Installeren of verwijderen van de sok (Fig. 3 en 4)
1.
Voor een sok zonder O-ring en pen
Installeer de sok door deze op het draaistuk van het
gereedschap te duwen totdat de sok op zijn plaats
vastklikt.
Om de sok te verwijderen, trekt u deze gewoon eraf.
2.
Voor een sok met O-ring en pen
Verwijder de O-ring uit de groef in de sok en
verwijder de pen uit de sok. Schuif de sok over het
draaistuk van het gereedschap zodat het gat in de
sok op één lijn komt met het gat in het draaistuk.
Steek de pen door het gat in de sok en in het
draaistuk. Breng de O-ring weer op zijn
oorspronkelijke plaats in de groef aan, zodat de pen
op zijn plaats wordt gehouden. Om de sok te
verwijderen, voert u deze procedure in omgekeerde
volgorde uit.
Aanbrengen en verwijderen van de haak (Fig. 5)
Deze haak is handig voor het tijdelijk ophangen van het
gereedschap. U kunt deze verwijderen zonder dat er
speciaal gereedschap voor nodig is. U kunt deze
bevestigen aan beide kanten van het gereedschap.
Schuif het bovenste deel van de ophanghaak uiteen en
verwijder de haak. Om de haak te bevestigen, verricht u
de losmaakprocedure in omgekeerde volgorde.
BEDIENING
Vasthouden van het gereedschap (Fig. 6)
Houd het gereedschap tijdens het gebruik alleen bij de
handgreep vast. Raak het metalen deel niet aan.

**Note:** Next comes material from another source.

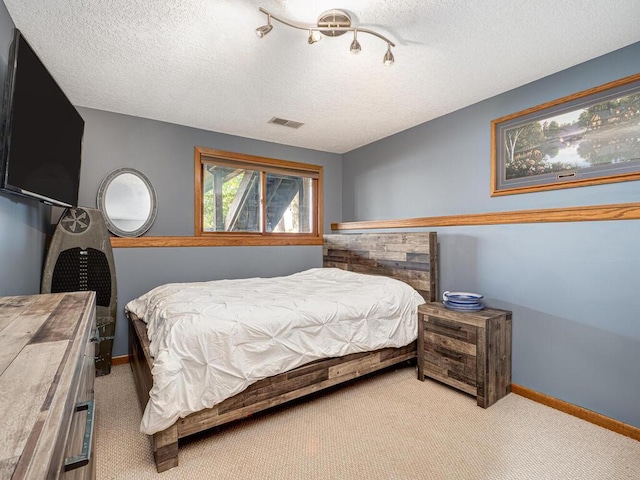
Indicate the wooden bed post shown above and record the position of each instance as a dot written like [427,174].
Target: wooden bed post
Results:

Het juiste aantrekkoppel hangt af van de soort of grootte
van de bout, het materiaal van het te bevestigen
werkstuk, enz. De verhouding tussen aantrekkoppel en
vastdraaitijd wordt aangegeven in
Fig. 7 en Fig. 8
.
Houd het gereedschap stevig vast en plaats de sok over
de bout of moer. Schakel het gereedschap in en draai
vast gedurende de juiste aantrektijd.
OPMERKING:
• Wanneer u een M8-formaat of kleiner type schroef
vastdraait, moet u de druk op de trekschakelaar
voorzichtig aanpassen zodat de schroef niet wordt
beschadigd.
• Houd het gereedschap recht op de bout of moer,
zonder al te veel druk op het gereedschap uit te
oefenen.
• Een te groot aantrekkoppel kan de bout/moer of sok
beschadigen. Alvorens het eigenlijke werk te doen,
moet u daarom altijd een proef doen met een gelijke
bout of moer om de juiste aantrektijd voor uw bout of
moer te bepalen. Voer in elk geval een aandraaiproef
uit voor kleinere bouten dan M8, om beschadiging van
de sok of bout, enz. te voorkomen.
Het juiste aantrekkoppel hangt af van een groot aantal
factoren, waaronder de volgende. Controleer na het
vastdraaien altijd het aantrekkoppel met een
momentsleutel.
1.
Spanning
• Wanneer de stroomspanning daalt zal het
aantrekkoppel ook geringer worden.
2.
Sok
• Gebruik van een sok die niet met bout of moer
overeenkomt zal resulteren in een te laag
aantrekkoppel.
• Een versleten of vervormde (zeskante of
vierkante) sok zal niet goed passen, wat resulteert
in een lager aantrekkoppel.
3.
Bout
• Ook als de koppelverhouding en het type bout
overeenkomen, kan door verschil in diameter van
de bouten het juiste aantrekkoppel per bout toch
afwijken.
• Ook al zijn de diameters van twee bouten
hetzelfde, dan nog kunnen er verschillen in het
juiste aantrekkoppel tussen de twee bouten
optreden, door verschillen in de koppelverhouding,
klasse en lengte van de bouten.
4.
Het aantrekkoppel is iets lager wanneer een
kogelgewrichtverbinding of verlengstaaf wordt
gebruikt. U kunt dit verlies aan aantrekkoppel
compenseren door de aantrektijd te verlengen.
5.
Het materiaal van de vast te draaien bout of moer,
de manier van vasthouden van het gereedschap en
het toerental hebben invloed op het aantrekkoppel.
6.
Werken met het gereedschap op een laag toerental
zal resulteren in een te gering aantrekkoppel.